According to the GF Value Line, the stock is a possible value trap currently. As such, potential investors should do thorough research before making a decision.
SoftBank Group’s financial strength was rated 2 out of 10 by GuruFocus. As the company has issued new long-term debt over the past several years, it has weak interest coverage. The low Altman Z-Score of 0.69 warns the company could be at risk of bankruptcy if it does not improve its liquidity. The ROIC has also fallen below the WACC, indicating it is struggling to create value.
The company’s profitability fared better with a 6 out of 10 rating. In addition to operating margin expansion, it is being supported by returns that outperform over half of its competitors and a high Piotroski F-Score of 8. SoftBank Group’s steady earnings and revenue growth also contributed to a one-star predictability rank.

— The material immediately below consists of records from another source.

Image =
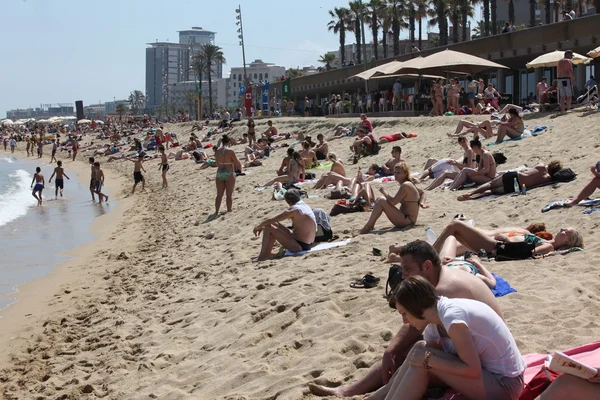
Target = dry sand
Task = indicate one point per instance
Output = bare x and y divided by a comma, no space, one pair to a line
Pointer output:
153,309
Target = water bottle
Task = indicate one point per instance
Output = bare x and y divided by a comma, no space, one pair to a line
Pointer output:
431,236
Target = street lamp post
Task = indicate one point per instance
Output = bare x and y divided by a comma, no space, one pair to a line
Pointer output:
241,37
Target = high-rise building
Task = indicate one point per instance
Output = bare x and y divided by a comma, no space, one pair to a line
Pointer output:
169,63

Companies with this rank have been found to return an average of 1.1% annually.
The Hennessy Japan Fund (Trades, Portfolio), T. Rowe Price Equity Japan Fund, Matthews Japan Fund (Trades, Portfolio) and the iShares MSCI ACWI ex U.S. ETF (Trades, Portfolio) all own the stock.
Covering short positions
The FPA Crescent Fund also partially covered its short positions for the SPDR S&P 500 ETF Trust (SPY, Financial) and SoftBank Corp. (TSE:9434, Financial).
This exchange-traded fund tracks the performance of the Standard & Poor’s 500 Index. The short position was established in the third quarter of 2021 and was worth 505,929 shares. During the quarter, the fund bought 102,498 shares of the ETF to cover downside risk. Shares traded for an average price of $444.05 during the period.
The fund also completely covered its short position in telecom company SoftBank, a subsidiary of SoftBank Group, buying 1.43 million shares. This short position was originally established in the first quarter of 2020 and was worth -1.52 million shares at the time.
Additional trades and portfolio performance
During the quarter, Romick also established positions in Herbalife Nutrition Ltd. (HLF, Financial) and Delivery Hero SE (XTER:DHER, Financial), added to the Open Text Corp. (OTEX, Financial) stake and trimmed investments in Glencore PLC (LSE:GLEN, Financial), Wells Fargo & Co. (WFC, Financial) and Aon PLC (AON, Financial).
The guru’s $6.96 billion equity portfolio, which is composed of 132 stocks, is largely invested in the communication services and financial services sectors, followed by the technology space.
The FPA Crescent Fund posted a return of 15.17% for 2021, underperforming the S&P 500’s 28.71% return.